Pada masa pemerintahan Tuk Jayo Alam, Kerajaan Segati mencapai puncak kejayaan yang saat itu berpusat di Negeri Ranah Gunung Setawar.[1] Berbagai komoditas diperdagangkan seperti rempah-rempah, terutama cabai.[1] Komoditas-komoditas itu diperdagangkan dalam relasi perdagangan antara Segati dengan Kuantan dan Sangar.[1] Perkembangan Kerajaan Segati yang begitu pesat menimbulkan rasa iri pada kerajaan tetangga, yaitu Gassib.[2] Karena perasaan iri itulah, Gassib menyerang Kerajaan Segati dan dapat menguasai Negeri Ranah Gunung Setawar yang dipimpin oleh seorang Hulubalang Panglima Puto.[2] Raja Segati, Datuk Jayo Alam beserta para pengikutnya melarikan diri ke hulu Sungai Segati.[2] Di hulu Sungai Segati inilah Tuk Jayo Alam membangun negeri baru yang disebut Negeri Segati.[1] Disebut Segati karena saat itu perbekalan Sang Raja tinggal sekati lada.[1] Di Segati, Raja Tuk Jayo Alam kembali menyusun kekuatan dan menyerang Gassib yang sedang menguasai negeri kekuasaan Kerajaan Segati.[1] Dalam penyerangan tersebut Tuk Jayo Alam berhasil merebut kembali Ranah Gunung Setawar, sementara hulubalang Gassib melarikan diri ke negeri asalnya (Gassib).[1] Walaupun Ranah Gunung Setawar telah dikuasai kembali, namun pusat pemerintahan tetap di Negeri Segati.[2] Jadi, Raja Tuk Jayo Alam tetap memerintah dari Negeri Segati.[2]

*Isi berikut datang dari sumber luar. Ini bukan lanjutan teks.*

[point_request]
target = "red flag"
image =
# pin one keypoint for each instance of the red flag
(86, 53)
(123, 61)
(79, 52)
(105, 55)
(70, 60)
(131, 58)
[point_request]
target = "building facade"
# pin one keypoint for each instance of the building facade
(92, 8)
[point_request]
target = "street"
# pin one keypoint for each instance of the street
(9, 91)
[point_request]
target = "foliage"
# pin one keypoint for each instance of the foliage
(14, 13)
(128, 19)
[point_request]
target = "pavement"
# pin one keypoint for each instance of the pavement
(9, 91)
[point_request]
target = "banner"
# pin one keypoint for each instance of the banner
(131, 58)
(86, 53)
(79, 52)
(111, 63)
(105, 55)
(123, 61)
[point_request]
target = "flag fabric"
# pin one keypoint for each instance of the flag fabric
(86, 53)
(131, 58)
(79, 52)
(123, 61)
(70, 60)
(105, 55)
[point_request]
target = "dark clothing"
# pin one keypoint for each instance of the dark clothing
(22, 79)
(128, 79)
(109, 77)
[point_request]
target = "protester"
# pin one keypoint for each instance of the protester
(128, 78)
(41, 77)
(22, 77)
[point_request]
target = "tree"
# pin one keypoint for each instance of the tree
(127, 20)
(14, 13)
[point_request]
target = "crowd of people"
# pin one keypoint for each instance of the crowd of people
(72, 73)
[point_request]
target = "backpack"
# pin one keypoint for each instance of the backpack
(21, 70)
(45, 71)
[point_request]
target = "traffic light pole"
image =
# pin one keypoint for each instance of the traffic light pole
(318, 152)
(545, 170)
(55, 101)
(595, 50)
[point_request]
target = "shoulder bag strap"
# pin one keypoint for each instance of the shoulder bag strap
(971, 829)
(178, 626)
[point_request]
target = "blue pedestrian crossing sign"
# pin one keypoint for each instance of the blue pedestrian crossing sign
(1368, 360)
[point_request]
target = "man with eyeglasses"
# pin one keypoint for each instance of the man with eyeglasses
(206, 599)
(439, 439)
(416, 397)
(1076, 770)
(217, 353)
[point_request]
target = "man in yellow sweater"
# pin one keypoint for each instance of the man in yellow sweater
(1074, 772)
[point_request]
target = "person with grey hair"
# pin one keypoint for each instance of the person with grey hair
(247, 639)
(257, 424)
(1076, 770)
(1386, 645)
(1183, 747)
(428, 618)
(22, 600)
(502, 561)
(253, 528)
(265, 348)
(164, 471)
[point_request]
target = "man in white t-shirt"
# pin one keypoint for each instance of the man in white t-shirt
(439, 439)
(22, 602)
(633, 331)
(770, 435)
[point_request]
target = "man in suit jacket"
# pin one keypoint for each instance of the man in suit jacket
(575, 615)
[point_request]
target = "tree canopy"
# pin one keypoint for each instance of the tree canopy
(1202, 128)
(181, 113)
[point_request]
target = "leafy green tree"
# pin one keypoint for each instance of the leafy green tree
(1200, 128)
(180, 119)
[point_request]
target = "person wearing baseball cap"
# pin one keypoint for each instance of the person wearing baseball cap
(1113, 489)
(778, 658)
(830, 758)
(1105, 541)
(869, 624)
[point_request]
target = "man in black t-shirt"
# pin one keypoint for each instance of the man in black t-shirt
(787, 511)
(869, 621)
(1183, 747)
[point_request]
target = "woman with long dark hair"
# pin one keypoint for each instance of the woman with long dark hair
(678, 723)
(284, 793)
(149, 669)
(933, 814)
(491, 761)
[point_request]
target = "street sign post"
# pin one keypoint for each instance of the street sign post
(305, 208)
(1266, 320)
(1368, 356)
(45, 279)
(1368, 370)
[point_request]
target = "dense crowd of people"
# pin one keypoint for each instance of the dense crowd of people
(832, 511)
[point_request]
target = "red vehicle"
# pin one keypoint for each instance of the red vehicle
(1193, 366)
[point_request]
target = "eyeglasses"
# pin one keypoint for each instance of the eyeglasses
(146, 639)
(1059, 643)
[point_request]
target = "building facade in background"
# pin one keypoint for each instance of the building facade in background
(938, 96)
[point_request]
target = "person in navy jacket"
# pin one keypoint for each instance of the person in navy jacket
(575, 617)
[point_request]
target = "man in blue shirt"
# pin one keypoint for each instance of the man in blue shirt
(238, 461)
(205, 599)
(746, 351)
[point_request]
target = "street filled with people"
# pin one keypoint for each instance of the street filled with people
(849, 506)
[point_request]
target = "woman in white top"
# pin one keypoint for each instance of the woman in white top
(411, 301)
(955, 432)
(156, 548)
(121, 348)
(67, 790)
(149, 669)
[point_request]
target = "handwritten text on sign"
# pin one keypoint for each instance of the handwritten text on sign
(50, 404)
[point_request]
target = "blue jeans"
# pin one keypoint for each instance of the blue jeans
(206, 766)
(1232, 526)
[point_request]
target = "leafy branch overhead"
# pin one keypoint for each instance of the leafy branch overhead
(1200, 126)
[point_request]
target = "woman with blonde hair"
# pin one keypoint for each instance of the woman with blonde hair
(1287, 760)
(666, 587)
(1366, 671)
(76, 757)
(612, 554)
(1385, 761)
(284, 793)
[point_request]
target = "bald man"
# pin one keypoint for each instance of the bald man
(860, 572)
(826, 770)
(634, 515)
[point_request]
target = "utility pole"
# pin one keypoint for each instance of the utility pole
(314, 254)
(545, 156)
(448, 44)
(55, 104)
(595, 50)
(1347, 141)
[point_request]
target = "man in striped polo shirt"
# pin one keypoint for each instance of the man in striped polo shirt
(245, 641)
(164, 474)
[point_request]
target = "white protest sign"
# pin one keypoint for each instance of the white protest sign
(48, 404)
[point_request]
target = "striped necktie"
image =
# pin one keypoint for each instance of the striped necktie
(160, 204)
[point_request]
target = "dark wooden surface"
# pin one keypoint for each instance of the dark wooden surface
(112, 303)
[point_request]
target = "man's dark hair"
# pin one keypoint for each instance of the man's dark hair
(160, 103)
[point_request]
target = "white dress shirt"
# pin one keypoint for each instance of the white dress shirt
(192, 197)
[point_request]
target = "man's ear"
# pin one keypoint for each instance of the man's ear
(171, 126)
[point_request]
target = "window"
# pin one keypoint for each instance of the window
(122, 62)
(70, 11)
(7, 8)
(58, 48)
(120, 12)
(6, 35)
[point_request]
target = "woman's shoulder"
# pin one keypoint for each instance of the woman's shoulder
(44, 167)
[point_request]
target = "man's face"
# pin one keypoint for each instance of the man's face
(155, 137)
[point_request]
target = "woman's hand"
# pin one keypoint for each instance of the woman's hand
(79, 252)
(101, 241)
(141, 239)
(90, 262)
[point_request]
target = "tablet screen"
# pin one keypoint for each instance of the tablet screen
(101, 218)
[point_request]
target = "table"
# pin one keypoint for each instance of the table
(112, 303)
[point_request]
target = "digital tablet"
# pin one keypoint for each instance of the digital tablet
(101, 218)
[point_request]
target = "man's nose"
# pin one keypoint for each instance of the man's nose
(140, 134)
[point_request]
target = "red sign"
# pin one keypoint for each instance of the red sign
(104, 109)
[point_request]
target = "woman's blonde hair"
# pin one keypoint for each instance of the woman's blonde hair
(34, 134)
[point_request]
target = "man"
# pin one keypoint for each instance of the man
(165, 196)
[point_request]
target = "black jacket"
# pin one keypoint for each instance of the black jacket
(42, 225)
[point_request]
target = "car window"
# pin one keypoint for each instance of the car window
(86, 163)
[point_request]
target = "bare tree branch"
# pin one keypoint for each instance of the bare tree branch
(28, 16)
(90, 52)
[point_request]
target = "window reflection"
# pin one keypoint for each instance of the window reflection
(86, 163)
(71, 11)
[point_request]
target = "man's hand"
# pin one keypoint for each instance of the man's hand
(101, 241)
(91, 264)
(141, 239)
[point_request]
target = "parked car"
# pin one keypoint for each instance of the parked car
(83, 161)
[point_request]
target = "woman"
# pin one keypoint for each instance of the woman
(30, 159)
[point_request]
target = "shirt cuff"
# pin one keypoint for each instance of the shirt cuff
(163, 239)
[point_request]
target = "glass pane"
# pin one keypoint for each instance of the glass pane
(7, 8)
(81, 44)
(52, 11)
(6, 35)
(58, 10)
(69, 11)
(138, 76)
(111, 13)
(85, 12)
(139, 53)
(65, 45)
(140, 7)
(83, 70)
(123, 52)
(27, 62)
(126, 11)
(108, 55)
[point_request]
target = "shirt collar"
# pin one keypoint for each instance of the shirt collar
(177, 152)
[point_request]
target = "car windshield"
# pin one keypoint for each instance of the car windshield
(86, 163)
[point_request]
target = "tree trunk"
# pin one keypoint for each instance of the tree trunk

Setelah Tuk Jayo Alam meninggal, ia digantikan oleh putrinya yang bernama Tuk Jayo Laut.[1] Putrinya bernama Tuk Jayo Laut konon katanya karena ia sering berlayar ke laut.[1] Pada masa pemerintahan Tuk Jayo Laut, perdagangan lada bertambah ramai.[1] Tuk Jayo Laut digantikan oleh putranya, Tuk Jayo Tinggi.[1] Kemudian Tuk Jayo Tinggi diganti oleh Tuk Jayo Gagah.[1] Pemerintahan terus berlanjut hingga Tuk Jayo Gagah digantikan oleh Tuk Jayo Kolombai, dan setelah itu digantikan oleh Tuk Jayo Bedil.[butuh rujukan] Tuk Jayo Bedil adalah raja yang pertama kali menggunakan bedil.[1]

Kejatuhan

Pada masa pemerintahan Tuk Jayo Bedil, perdagangan dengan Malaka tidak dilakukan lagi.[2] Hal ini disebabkan telah kalahnya Malaka atas bajak laut Peringgi (Portugis).[2] Oleh karena itu, Kerajaan Segati hanya melakukan perdagangan dengan Kuantan melalui Negeri Ranah Koto Macang Pandak.[2] Pada waktu itu, datang seorang utusan Tuk Sanggar Raja Dilaut yang meminta bantuan Kerajaan Segati untuk menyerang Peringgi di Malaka.[2] Tuk Jayo Bedil menyetujui permintaan tersebut dan mengirimkan angkatan perangnya yang dipimpin oleh Panglima Kuntu.[2]

Referensi

  1. ^ a b c d e f g h i j k l m n o p q r "Kerajaan Segati". Melayu Online. Diakses tanggal 26 April 2014.22.40. 
  2. ^ a b c d e f g h i j k l m n o "Kerajaan Segati". Riau Daily. Diakses tanggal 26 April.23.00.